I attended the 1991 breakfast, held during Memorial Day weekend, interviewing the organizers and observing the scene. The breakfast was a fundraiser for the church cemetery, where black and white people are buried. There was a collection of Aunt Jemima memorabilia, including sheet music for the “Aunt Jemima Two-Step,” a cakewalk tune; salt-and-pepper shakers dressed like Aunt Jemima; an “Aunt Jemima Breakfast Club” pin; a penny bank; and a syrup pitcher. There was a portrait of Riles dressed like Aunt Jemima, painted by a California artist who, according to one of the organizers, used a Hershey’s chocolate bar to achieve the right shade of brown.
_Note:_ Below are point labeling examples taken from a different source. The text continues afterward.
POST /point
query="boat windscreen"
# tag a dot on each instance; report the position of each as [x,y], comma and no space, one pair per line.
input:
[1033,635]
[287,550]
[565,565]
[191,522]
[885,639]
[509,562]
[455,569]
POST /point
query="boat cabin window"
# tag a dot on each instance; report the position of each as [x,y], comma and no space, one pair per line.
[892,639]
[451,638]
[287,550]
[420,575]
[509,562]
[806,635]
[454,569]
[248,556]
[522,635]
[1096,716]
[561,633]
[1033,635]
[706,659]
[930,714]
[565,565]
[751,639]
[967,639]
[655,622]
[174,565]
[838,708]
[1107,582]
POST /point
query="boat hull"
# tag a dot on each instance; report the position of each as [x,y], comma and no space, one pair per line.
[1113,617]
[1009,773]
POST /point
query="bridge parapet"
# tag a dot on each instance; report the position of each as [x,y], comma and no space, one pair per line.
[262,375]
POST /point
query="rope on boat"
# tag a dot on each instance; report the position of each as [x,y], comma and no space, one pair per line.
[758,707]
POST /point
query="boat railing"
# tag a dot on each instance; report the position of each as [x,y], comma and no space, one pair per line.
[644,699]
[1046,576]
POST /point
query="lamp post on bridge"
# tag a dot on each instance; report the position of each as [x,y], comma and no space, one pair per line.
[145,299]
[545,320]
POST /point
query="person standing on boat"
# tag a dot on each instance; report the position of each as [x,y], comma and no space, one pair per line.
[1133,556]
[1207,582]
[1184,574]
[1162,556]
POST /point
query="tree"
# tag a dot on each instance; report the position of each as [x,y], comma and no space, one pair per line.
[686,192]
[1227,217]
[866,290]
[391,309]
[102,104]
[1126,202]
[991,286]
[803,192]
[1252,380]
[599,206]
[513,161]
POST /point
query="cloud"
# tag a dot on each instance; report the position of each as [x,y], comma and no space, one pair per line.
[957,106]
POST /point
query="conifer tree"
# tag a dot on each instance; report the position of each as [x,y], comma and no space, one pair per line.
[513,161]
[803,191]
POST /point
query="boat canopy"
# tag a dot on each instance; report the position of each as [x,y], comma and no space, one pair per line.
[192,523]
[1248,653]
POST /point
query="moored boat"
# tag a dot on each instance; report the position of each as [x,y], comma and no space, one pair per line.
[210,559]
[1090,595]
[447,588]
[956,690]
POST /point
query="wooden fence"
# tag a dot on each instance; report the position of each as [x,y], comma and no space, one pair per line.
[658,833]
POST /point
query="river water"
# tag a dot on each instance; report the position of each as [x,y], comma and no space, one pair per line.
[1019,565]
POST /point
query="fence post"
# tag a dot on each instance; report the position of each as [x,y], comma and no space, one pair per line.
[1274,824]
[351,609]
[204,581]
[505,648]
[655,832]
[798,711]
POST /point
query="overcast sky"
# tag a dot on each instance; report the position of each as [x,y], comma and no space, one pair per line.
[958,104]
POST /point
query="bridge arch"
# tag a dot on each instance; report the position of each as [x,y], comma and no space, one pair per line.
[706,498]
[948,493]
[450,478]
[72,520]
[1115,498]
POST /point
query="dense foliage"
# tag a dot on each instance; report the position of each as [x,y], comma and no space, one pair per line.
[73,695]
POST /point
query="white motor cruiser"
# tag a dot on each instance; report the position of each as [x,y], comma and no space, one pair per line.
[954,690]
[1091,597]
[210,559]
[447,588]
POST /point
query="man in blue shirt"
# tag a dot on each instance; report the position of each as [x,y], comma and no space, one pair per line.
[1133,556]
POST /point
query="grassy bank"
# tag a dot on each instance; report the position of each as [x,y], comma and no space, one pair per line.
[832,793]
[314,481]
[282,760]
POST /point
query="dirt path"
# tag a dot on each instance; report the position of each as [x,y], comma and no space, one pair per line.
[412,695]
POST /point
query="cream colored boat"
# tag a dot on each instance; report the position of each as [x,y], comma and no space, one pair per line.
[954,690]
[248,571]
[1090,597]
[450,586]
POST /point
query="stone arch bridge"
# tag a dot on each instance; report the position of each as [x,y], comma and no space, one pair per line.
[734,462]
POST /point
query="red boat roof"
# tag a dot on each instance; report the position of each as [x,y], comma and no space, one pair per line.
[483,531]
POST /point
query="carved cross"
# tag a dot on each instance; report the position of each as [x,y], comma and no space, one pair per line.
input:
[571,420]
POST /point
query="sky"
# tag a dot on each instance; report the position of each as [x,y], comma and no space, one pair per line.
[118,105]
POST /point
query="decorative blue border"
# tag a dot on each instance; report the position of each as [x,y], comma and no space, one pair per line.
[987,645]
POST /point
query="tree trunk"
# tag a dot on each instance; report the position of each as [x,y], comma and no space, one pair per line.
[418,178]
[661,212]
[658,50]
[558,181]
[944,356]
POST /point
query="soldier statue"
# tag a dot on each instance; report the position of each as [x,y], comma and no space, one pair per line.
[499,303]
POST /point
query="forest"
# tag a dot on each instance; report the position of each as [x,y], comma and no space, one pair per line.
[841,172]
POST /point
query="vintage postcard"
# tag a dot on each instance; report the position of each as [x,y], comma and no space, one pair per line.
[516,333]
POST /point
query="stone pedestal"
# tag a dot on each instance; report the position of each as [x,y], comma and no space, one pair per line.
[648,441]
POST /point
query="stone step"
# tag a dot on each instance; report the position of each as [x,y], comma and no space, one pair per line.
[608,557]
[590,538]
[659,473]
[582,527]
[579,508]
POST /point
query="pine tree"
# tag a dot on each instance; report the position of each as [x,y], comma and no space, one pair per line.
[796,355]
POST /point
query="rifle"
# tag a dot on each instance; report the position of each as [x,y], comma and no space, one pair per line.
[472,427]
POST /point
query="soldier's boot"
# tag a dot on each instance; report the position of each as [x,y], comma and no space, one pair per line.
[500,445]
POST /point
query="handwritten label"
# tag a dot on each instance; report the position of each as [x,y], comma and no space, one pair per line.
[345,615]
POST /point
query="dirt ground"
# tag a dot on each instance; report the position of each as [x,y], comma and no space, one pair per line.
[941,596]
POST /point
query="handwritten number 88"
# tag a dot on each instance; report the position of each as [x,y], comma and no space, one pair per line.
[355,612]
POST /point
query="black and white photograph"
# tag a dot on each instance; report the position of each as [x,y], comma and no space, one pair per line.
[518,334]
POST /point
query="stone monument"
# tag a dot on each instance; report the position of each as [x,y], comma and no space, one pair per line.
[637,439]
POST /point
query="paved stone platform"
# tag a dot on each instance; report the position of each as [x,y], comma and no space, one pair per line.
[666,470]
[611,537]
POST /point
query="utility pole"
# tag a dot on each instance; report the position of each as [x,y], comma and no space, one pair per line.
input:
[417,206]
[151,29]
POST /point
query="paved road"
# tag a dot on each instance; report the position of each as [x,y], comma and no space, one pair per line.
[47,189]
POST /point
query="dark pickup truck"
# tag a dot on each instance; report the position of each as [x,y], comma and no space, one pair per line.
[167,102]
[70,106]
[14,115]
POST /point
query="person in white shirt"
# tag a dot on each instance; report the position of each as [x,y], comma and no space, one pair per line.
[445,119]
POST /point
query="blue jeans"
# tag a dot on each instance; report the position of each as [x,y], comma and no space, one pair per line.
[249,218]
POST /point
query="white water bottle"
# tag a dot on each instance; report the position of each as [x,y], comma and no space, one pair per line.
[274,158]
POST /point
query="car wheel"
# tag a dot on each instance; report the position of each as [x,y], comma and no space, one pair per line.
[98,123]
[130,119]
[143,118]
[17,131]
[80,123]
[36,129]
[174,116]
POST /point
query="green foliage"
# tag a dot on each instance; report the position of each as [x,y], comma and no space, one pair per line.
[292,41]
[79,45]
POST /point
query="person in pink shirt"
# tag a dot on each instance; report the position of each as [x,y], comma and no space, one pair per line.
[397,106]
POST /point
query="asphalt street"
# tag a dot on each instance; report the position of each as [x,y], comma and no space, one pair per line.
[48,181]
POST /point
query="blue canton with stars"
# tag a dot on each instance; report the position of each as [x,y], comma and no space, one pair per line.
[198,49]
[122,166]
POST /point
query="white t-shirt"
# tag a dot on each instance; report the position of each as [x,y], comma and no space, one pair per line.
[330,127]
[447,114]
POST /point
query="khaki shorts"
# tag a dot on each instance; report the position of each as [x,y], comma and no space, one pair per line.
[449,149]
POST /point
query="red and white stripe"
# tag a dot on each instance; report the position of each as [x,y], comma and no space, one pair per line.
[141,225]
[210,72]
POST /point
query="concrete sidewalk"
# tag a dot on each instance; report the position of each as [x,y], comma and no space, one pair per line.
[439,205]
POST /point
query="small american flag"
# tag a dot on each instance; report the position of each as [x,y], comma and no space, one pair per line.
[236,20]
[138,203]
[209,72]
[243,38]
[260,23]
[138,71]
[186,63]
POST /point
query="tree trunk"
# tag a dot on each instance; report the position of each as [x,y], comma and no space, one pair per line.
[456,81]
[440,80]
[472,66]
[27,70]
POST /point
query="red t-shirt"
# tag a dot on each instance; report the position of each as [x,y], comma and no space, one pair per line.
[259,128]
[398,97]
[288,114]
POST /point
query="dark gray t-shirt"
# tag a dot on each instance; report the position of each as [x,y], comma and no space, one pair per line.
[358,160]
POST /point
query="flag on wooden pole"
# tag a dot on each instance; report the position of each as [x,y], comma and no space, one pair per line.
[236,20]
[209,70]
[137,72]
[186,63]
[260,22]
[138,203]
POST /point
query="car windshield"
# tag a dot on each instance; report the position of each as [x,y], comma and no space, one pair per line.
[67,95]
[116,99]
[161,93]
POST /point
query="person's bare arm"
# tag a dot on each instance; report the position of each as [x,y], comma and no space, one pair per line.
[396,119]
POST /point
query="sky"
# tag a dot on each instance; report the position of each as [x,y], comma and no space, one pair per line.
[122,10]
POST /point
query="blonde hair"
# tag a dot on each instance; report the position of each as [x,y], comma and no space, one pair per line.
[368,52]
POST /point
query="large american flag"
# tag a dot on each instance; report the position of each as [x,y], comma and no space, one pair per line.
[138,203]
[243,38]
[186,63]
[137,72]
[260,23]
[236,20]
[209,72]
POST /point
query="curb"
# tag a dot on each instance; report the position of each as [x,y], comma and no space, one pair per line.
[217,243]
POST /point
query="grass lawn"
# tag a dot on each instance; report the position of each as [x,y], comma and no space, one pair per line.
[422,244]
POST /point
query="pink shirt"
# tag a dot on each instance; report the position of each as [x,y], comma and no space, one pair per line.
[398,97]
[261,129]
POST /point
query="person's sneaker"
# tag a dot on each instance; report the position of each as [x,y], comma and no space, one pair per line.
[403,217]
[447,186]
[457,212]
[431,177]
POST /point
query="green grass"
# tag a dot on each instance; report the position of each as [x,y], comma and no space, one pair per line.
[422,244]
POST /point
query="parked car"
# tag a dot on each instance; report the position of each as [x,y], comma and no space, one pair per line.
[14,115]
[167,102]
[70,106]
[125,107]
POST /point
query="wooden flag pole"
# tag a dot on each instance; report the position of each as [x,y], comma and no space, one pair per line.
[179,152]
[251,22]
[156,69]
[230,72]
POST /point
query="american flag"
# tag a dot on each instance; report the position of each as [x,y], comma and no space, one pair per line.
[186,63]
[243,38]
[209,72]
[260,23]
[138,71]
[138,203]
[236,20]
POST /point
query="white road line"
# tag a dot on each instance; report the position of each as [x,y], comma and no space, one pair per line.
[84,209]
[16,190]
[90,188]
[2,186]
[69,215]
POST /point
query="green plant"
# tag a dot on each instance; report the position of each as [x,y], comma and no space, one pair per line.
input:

Fewer than 25 black people attended out of the reported 900 total, which baffled the organizers. Ruth Salisbury, a member of Friends of Red Oak, which coordinated the breakfast, told me: “We tried to get them to be a part of it.” The group received no response after repeated appeals to area black churches and individuals.

“We never asked why,” so few black people attended, she said. “I’m not sure I know why.” She said she had never heard of the negative image of Aunt Jemima. “We thought it was helping the black community as well as the white community to help the cemetery,” said another organizer, Clyde Neu.

“I get a sense sometimes that white people can do whatever they want. I think it offends people. I would never attend,” a black Brown County, Ohio, woman told me.

I had never encountered such a parallel racial divide: white people believing that they are doing a good thing by creating a fundraiser to honor a black woman, and black people who hated the image she represented refusing to attend. That is, white people doing whatever they wanted with racial imagery without asking black people how they felt about it.